JunzheJosephZhu / HiFA

Apache License 2.0
185 stars 5 forks source link

RuntimeError: CUDA error: invalid argument #9

Closed rzwang111 closed 4 months ago

rzwang111 commented 4 months ago

/HiFA/main.py:302 in │ │ │ │ 299 │ │ else: │ │ 300 │ │ │ valid_loader = NeRFDataset(opt, device=device, type='val', H=opt.H, W=opt.W, │ │ 301 │ │ │ max_epoch = np.ceil(opt.iters / len(train_loader)).astype(np.int32) │ │ ❱ 302 │ │ │ ran_anything = trainer.train(train_loader, valid_loader, max_epoch) │ │ 303 │ │ │ if ran_anything: │ │ 304 │ │ │ │ test_loader = NeRFDataset(opt, device=device, type='test', H=opt.H, W=op │ │ 305 │ │ │ │ try: │ │ │ /HiFA/nerf/utils.py:918 in train │ │ │ │ 915 │ │ for epoch in range(self.epoch + 1, max_epochs + 1): │ │ 916 │ │ │ self.epoch = epoch │ │ 917 │ │ │ │ │ ❱ 918 │ │ │ self.train_one_epoch(train_loader) │ │ 919 │ │ │ │ │ 920 │ │ │ if self.workspace is not None and self.local_rank == 0: │ │ 921 │ │ │ │ self.save_checkpoint(full=True, best=False) │ │ │ /HiFA/nerf/utils.py:1192 in train_one_epoch │ │ │ │ 1189 │ │ │ │ │ 1190 │ │ │ # loss.backward() │ │ 1191 │ │ │ start = time.time() │ │ ❱ 1192 │ │ │ self.scaler.scale(loss).backward() │ │ 1193 │ │ │ │ │ 1194 │ │ │ self.post_train_step() │ │ 1195 │ │ │ # self.optimizer.step() │ │ │ /.conda/envs/hifa/lib/python3.9/site-packages/torch/_tensor.py:487 in backward │ │ │ │ 484 │ │ │ │ create_graph=create_graph, │ │ 485 │ │ │ │ inputs=inputs, │ │ 486 │ │ │ ) │ │ ❱ 487 │ │ torch.autograd.backward( │ │ 488 │ │ │ self, gradient, retain_graph, create_graph, inputs=inputs │ │ 489 │ │ ) │ │ 490 │ │ │ /.conda/envs/hifa/lib/python3.9/site-packages/torch/autograd/init.py:200 in │ │ backward │ │ │ │ 197 │ # The reason we repeat same the comment below is that │ │ 198 │ # some Python versions print out the first line of a multi-line function │ │ 199 │ # calls in the traceback and some print out the last line │ │ ❱ 200 │ Variable._execution_engine.run_backward( # Calls into the C++ engine to run the bac │ │ 201 │ │ tensors, gradtensors, retain_graph, create_graph, inputs, │ │ 202 │ │ allow_unreachable=True, accumulate_grad=True) # Calls into the C++ engine to ru │ │ 203 │

rzwang111 commented 4 months ago

this problem comes from the dismatch of pytorch, xformers,and cuda,

JiuTongBro commented 3 months ago

Hi. Could you please share with me, how do you solved it?

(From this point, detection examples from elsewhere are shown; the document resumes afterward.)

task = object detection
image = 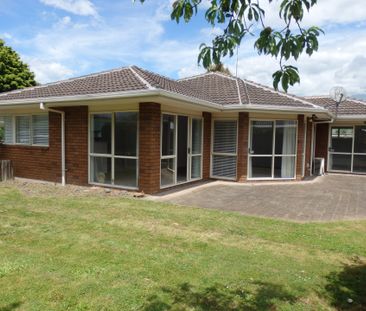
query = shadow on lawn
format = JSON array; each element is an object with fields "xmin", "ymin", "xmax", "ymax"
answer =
[
  {"xmin": 0, "ymin": 302, "xmax": 21, "ymax": 311},
  {"xmin": 142, "ymin": 282, "xmax": 297, "ymax": 311},
  {"xmin": 325, "ymin": 263, "xmax": 366, "ymax": 310}
]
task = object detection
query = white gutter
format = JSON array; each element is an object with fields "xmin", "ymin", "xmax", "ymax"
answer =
[
  {"xmin": 0, "ymin": 89, "xmax": 222, "ymax": 111},
  {"xmin": 39, "ymin": 103, "xmax": 66, "ymax": 186}
]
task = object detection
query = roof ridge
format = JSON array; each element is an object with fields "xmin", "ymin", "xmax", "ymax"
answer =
[
  {"xmin": 0, "ymin": 66, "xmax": 132, "ymax": 97},
  {"xmin": 129, "ymin": 66, "xmax": 156, "ymax": 90},
  {"xmin": 176, "ymin": 71, "xmax": 236, "ymax": 82},
  {"xmin": 245, "ymin": 80, "xmax": 324, "ymax": 109}
]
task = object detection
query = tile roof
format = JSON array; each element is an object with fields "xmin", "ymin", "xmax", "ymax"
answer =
[
  {"xmin": 0, "ymin": 66, "xmax": 322, "ymax": 109},
  {"xmin": 305, "ymin": 96, "xmax": 366, "ymax": 116}
]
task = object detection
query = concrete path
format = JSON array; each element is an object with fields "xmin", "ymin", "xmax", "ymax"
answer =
[{"xmin": 154, "ymin": 175, "xmax": 366, "ymax": 222}]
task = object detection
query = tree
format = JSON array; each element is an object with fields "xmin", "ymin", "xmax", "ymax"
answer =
[
  {"xmin": 0, "ymin": 39, "xmax": 37, "ymax": 93},
  {"xmin": 135, "ymin": 0, "xmax": 323, "ymax": 92},
  {"xmin": 207, "ymin": 63, "xmax": 232, "ymax": 76}
]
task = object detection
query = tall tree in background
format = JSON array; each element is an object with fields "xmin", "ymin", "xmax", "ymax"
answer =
[
  {"xmin": 135, "ymin": 0, "xmax": 322, "ymax": 91},
  {"xmin": 0, "ymin": 39, "xmax": 37, "ymax": 93}
]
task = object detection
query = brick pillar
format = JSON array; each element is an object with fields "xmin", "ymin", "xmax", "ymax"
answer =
[
  {"xmin": 315, "ymin": 123, "xmax": 329, "ymax": 170},
  {"xmin": 296, "ymin": 114, "xmax": 305, "ymax": 180},
  {"xmin": 237, "ymin": 112, "xmax": 249, "ymax": 182},
  {"xmin": 139, "ymin": 103, "xmax": 161, "ymax": 194},
  {"xmin": 305, "ymin": 118, "xmax": 313, "ymax": 176},
  {"xmin": 202, "ymin": 112, "xmax": 212, "ymax": 179},
  {"xmin": 61, "ymin": 106, "xmax": 89, "ymax": 185}
]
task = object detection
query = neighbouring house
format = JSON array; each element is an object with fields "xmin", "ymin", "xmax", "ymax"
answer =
[{"xmin": 0, "ymin": 66, "xmax": 366, "ymax": 193}]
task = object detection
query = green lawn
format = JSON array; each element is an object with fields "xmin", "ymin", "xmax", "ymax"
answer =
[{"xmin": 0, "ymin": 184, "xmax": 366, "ymax": 311}]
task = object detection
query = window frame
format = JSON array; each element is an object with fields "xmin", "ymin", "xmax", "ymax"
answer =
[
  {"xmin": 159, "ymin": 111, "xmax": 205, "ymax": 189},
  {"xmin": 327, "ymin": 122, "xmax": 366, "ymax": 175},
  {"xmin": 2, "ymin": 112, "xmax": 50, "ymax": 148},
  {"xmin": 247, "ymin": 118, "xmax": 299, "ymax": 181},
  {"xmin": 210, "ymin": 117, "xmax": 239, "ymax": 181},
  {"xmin": 88, "ymin": 109, "xmax": 140, "ymax": 190}
]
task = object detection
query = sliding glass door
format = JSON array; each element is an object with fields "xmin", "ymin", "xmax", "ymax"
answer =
[
  {"xmin": 329, "ymin": 125, "xmax": 366, "ymax": 173},
  {"xmin": 249, "ymin": 120, "xmax": 297, "ymax": 179},
  {"xmin": 160, "ymin": 114, "xmax": 202, "ymax": 188},
  {"xmin": 89, "ymin": 112, "xmax": 138, "ymax": 189}
]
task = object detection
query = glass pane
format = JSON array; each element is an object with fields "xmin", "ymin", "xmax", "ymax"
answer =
[
  {"xmin": 355, "ymin": 126, "xmax": 366, "ymax": 153},
  {"xmin": 250, "ymin": 157, "xmax": 272, "ymax": 178},
  {"xmin": 90, "ymin": 157, "xmax": 112, "ymax": 184},
  {"xmin": 192, "ymin": 119, "xmax": 202, "ymax": 154},
  {"xmin": 16, "ymin": 116, "xmax": 30, "ymax": 144},
  {"xmin": 353, "ymin": 155, "xmax": 366, "ymax": 173},
  {"xmin": 114, "ymin": 158, "xmax": 137, "ymax": 188},
  {"xmin": 161, "ymin": 159, "xmax": 175, "ymax": 187},
  {"xmin": 177, "ymin": 116, "xmax": 188, "ymax": 183},
  {"xmin": 274, "ymin": 157, "xmax": 295, "ymax": 178},
  {"xmin": 213, "ymin": 120, "xmax": 237, "ymax": 153},
  {"xmin": 32, "ymin": 115, "xmax": 48, "ymax": 145},
  {"xmin": 90, "ymin": 113, "xmax": 112, "ymax": 154},
  {"xmin": 329, "ymin": 154, "xmax": 352, "ymax": 172},
  {"xmin": 191, "ymin": 156, "xmax": 201, "ymax": 179},
  {"xmin": 161, "ymin": 114, "xmax": 175, "ymax": 156},
  {"xmin": 212, "ymin": 155, "xmax": 236, "ymax": 179},
  {"xmin": 3, "ymin": 116, "xmax": 14, "ymax": 144},
  {"xmin": 114, "ymin": 112, "xmax": 138, "ymax": 157},
  {"xmin": 251, "ymin": 121, "xmax": 273, "ymax": 154},
  {"xmin": 275, "ymin": 121, "xmax": 297, "ymax": 154},
  {"xmin": 331, "ymin": 127, "xmax": 353, "ymax": 153}
]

I run the code on RTX3090, torch 2.2.0 and cuda 11.7. And I got the same error.

Thanks!

JiuTongBro commented 3 months ago

Hi. Could you please share with me, how do you solved it?

I run the code on RTX3090, torch 2.2.0 and cuda 11.7. And I got the same error.

Thanks!

Sorry, I mean I run it with torch 2.0.0 and cuda 11.7

OrangeSodahub commented 3 months ago

@JiuTongBro Hi, have you solved this issue?

JiuTongBro commented 3 months ago

Unfortunately, no... It seems the current version of xFormer has a bug. I remember someone mentioned, currently xFormer can not run on 30xx or 40xx GPU. They tested that, it can successfully run on V100 or A100. I also tried to run this on A6000, it fails too.

JiuTongBro commented 3 months ago

However, I can not figure out which dependency of this code uses xFormer. I didn't see xFormer installed in the environment at all.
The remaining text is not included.